Indonesia kaya dengan tanaman herbal. Tanaman ini bisa dimanfaatkan daun, bunga, batang, akar atau rimpang, dan umbi. Agar setiap keluarga dapat mengambil manfaat dari tanaman herbal, teras rumah pun bisa digunakan untuk budidaya Tanaman Obat Keluarga (TOGA). Selain bermanfaat untuk pengobatan, TOGA dapat membangun usaha kecil bagi ibu-ibu rumah tangga.
“Budidaya dan pengolahan tanaman herbal lokal dapat meningkatkan kualitas hidup. Pemeliharaan keseimbangan antara proteksi diri dan pengobatan berbagai penyakit ringan maupun degeneratif,” ujar Indah Hastuti, herbalis dan tenaga medis UPT Pemda Tegal.

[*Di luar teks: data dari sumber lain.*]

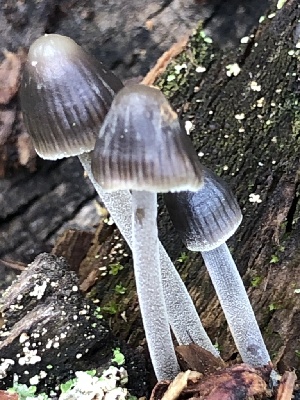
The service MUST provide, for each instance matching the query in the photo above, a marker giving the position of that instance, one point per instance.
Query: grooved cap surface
(65, 95)
(143, 146)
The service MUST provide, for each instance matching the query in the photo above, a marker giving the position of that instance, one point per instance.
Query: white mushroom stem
(149, 285)
(236, 305)
(182, 315)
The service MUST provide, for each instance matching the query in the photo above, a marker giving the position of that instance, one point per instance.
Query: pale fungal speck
(245, 39)
(38, 290)
(254, 198)
(232, 69)
(255, 86)
(188, 127)
(23, 337)
(280, 4)
(200, 69)
(34, 380)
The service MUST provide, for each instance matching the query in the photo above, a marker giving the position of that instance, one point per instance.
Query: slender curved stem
(236, 305)
(149, 285)
(181, 311)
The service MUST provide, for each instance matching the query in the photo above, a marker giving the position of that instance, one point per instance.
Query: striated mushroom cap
(207, 218)
(143, 146)
(65, 95)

Ia menambahkan, berbagai jenis tanaman dengan cara pengolahan yang baik, higienis akan menghasilkan minuman yang bermanfaat untuk kesehatan, penyembuhan dan memiliki nilai ekonomis yang baik.
Sejalan dengan hal itu, Ketua LDII Bidang Pemberdayaan Perempuan dan Kesejahteraan Keluarga (PPKK), Endang Trihastuti Aselina mengatakan, dasar kualitas manusia yang terdiri dari sehatnya jasmani dan rohani. “Sehat dalam arti mampu berpikir rasional, berkarya terlepas dari beban biaya kesehatan yang tinggi,” kata Tuti. Tanaman obat keluarga juga mampu menjadi pertolongan pertama jika seseorang terkena penyakit tergolong ringan.

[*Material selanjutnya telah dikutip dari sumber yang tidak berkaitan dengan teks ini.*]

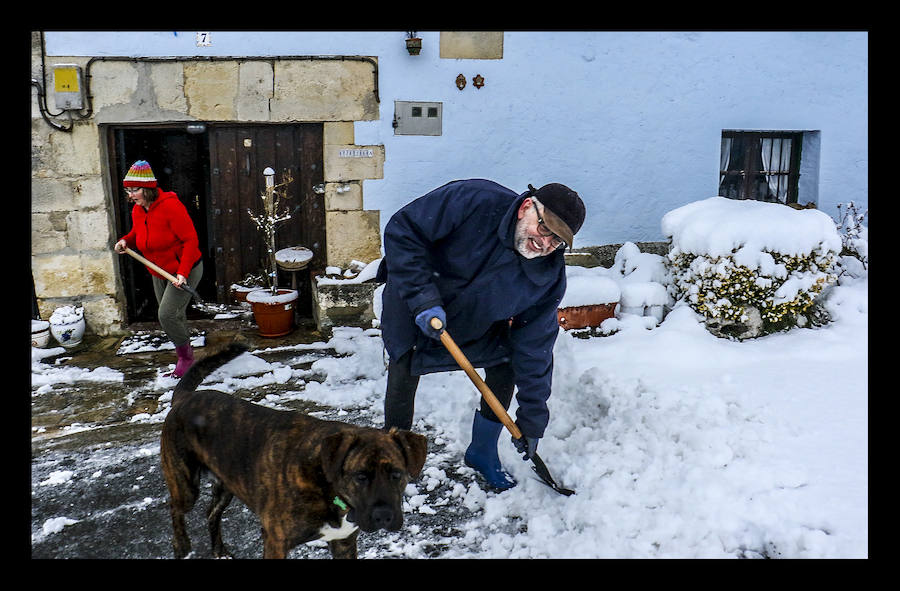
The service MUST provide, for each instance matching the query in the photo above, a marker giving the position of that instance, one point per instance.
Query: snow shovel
(539, 467)
(167, 275)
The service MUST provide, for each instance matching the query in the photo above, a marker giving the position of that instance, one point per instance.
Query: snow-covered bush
(853, 262)
(749, 267)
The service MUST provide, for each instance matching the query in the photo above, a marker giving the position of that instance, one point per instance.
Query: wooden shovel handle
(153, 266)
(489, 397)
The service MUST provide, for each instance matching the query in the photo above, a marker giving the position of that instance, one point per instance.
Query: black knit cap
(563, 209)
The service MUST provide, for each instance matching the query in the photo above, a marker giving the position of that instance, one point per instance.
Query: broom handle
(489, 397)
(153, 266)
(185, 286)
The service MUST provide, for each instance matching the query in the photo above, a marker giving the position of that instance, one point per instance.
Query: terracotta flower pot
(274, 313)
(584, 316)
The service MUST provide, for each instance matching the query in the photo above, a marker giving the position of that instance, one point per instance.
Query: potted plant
(273, 308)
(413, 43)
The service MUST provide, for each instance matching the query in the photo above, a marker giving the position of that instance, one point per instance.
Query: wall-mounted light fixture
(413, 43)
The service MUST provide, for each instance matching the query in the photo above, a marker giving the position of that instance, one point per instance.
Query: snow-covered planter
(749, 267)
(273, 312)
(273, 308)
(67, 325)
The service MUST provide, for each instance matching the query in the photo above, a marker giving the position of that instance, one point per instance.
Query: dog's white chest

Terlebih lagi, tanaman herbal olahan atau jamu, telah mendapat saintifikasi sebagai upaya terobosan dalam pelayanan kesehatan, sesuai Permenkes No. 003 Tahun 2010. Secara resmi telah dimasukkan oleh Kemenkes dalam undang-undang pemerintah No. 36 Tahun 2009 pasal 101 dan 48, dan diakui dalam dunia kedokteran. Sehingga, jamu atau penggunaan tanaman herbal secara tidak langsung mengurangi pemakaian obat konvensional yang kini 90 persen masih impor.
Terkait tanaman herbal, bahkan negara seperti Korea, Jepang, dan China juga mulai memaksimalkan pemanfaatan tanaman herbal seperti di Indonesia. Sejak berabad-abad dulu, nenek moyang bangsa Indonesia telah memanfaatkan tanaman herbal sebagai jamu untuk menyembuhkan penyakit.
Jamu, sebagai obat asli Indonesia dalam pengembangannya juga memiliki tantangan tersendiri. Dalam hal regulasi dan kebijakan nasional misalnya, jamu bisa dikatakan memiliki status terendah dalam dunia
pengobatan, atau kasta sudra, Indah menyebutnya. Kedua, penyediaan bahan baku yang harus berkualitas, terjamin mutu, keamanan, dan manfaatnya. Diperlukan penelitian terhadap akses keamanan jamu dan pemanfaatannya, serta rasionalitas penggunaannya.
Pembagian jenis tanaman berdasarkan kategori penggunaan atau manfaat sehari-hari sangat perlu diperhatikan. Pengelolaan TOGA bila memanfaatkan sedikit lahan tentu membutuhkan perawatan cukup detil. Indah mencontohkan, di lingkungan tempatnya bekerja di Tegal, dibuat program yang membagi satu wilayah desa menjadi beberapa kelompok TOGA. Koordinator itu mencatat resep-resep jamu, dan bertugas memetakannya dari masing-masing tanaman obat yang ditanam berlainan jenis setiap rumah. “Lalu, jika ada salah seorang yang sakit, cukup meminta kepada koordinator tersebut mengenai resep jamu sekaligus lokasi rumah yang menanam TOGA,” kata Indah.
Beragam pemanfaatan jamu, mulai dari jamu antioksidan, anti mikroba, penangguh kanker, hepatoprotector (pelindung hati), penghancur batu ginjal dengan penggunaan diuretic (memperlancar buang air seni), serta immunostimulan atau stimuli kekebalan tubuh. Artinya, jamu dapat memperbaiki kualitas hidup tanpa ketergantungan vitamin berbentuk obat sintetis atau kimia.
Di luar pentingnya pengobatan herbal, yang paling utama adalah menjaga pola makan yang kontra produktif. Prinsipnya adalah makanan yang dikonsumsi sehari-hari dapat dijadikan sebagai obat.